Cutover migration task

The database is ready for cutover when full load is complete. Depending on how busy the source server is with new transactions is coming in, the DMS task might be still applying changes after the full load is complete.

To ensure all data is caught up, validate row counts between the source and target databases. For example, you can validate the following details from the status output:

Database Level
"migrationState": "READY_TO_COMPLETE" => Status of migration task. READY_TO_COMPLETE means database is ready for cutover
"incomingChanges": 0 => Check for a period of 5-10 minutes to ensure no new incoming changes need to be applied to the target server

Table Level (for each table)
"fullLoadTotalRows": 10    => The row count matches the initial row count of the table
"cdcDeleteCounter": 0      => Number of deletes after the full load
"cdcInsertCounter": 50     => Number of inserts after the full load
"cdcUpdateCounter": 0      => Number of updates after the full load
  1. Perform the cutover database migration task by using the following command:

    az dms project task cutover -h
    

    For example, the following command initiates the cut-over for the 'Inventory' database:

    az dms project task cutover --service-name PostgresCLI --project-name PGMigration --resource-group <ResourceGroupName> --name runnowtask  --object-name Inventory
    
  2. To monitor the cutover progress, run the following command:

    az dms project task show --service-name PostgresCLI --project-name PGMigration --resource-group <ResourceGroupName> --name runnowtask
    
  3. When the database migration status shows Completed, recreate sequences (if applicable), and connect your applications to the new target instance of Azure Database for PostgreSQL.

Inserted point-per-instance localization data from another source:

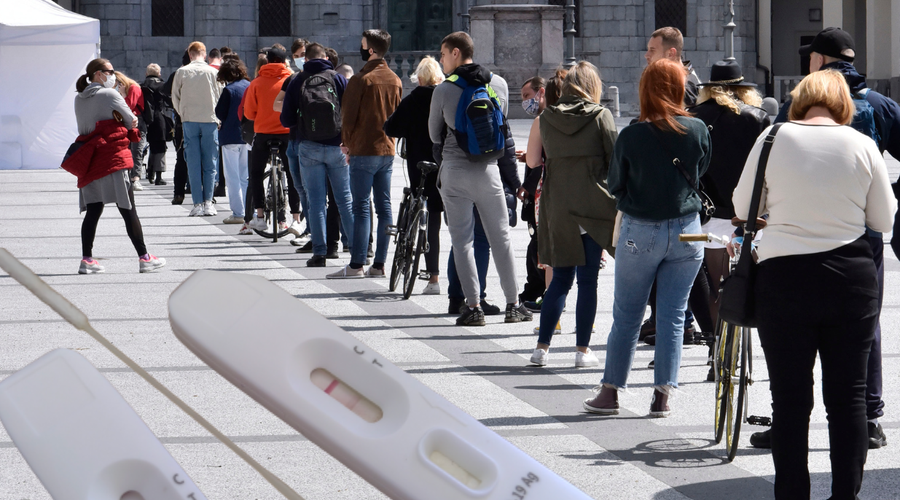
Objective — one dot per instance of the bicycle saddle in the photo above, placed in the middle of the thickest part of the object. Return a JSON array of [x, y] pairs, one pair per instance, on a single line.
[[427, 167]]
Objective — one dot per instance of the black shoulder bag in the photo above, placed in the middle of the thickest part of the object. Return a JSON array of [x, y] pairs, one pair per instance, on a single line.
[[737, 300], [708, 207]]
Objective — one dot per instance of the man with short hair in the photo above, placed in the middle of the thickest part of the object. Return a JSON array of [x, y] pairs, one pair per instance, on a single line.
[[668, 43], [466, 185], [371, 96], [323, 161], [195, 93]]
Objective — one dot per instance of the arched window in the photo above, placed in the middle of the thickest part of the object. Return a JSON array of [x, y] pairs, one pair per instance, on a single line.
[[167, 17], [672, 13], [274, 17]]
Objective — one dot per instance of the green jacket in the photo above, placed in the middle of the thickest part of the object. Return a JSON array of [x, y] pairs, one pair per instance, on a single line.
[[578, 137]]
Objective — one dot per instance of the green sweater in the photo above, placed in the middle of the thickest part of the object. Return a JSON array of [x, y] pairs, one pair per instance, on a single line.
[[642, 177]]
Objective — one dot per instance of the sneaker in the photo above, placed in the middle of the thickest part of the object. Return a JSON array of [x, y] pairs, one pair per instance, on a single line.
[[659, 405], [605, 403], [209, 209], [151, 264], [517, 313], [583, 359], [761, 439], [258, 224], [316, 261], [471, 317], [556, 331], [90, 266], [534, 305], [374, 272], [540, 357], [294, 229], [489, 309], [346, 272], [877, 439]]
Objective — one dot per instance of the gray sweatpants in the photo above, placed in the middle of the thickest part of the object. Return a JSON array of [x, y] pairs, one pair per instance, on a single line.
[[462, 186]]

Service, project, task cleanup

If you need to cancel or delete any DMS task, project, or service, perform the cancellation in the following sequence:

  • Cancel any running task
  • Delete the task
  • Delete the project
  • Delete DMS service
  1. To cancel a running task, use the following command:

    az dms project task cancel --service-name PostgresCLI --project-name PGMigration --resource-group <ResourceGroupName> --name runnowtask
    
  2. To delete a running task, use the following command:

    az dms project task delete --service-name PostgresCLI --project-name PGMigration --resource-group <ResourceGroupName> --name runnowtask
    
  3. To delete a project, use the following command:

    az dms project delete -n PGMigration -g <ResourceGroupName> --service-name PostgresCLI
    
  4. To delete DMS service, use the following command:

    az dms delete -g <ResourceGroupName> -n PostgresCLI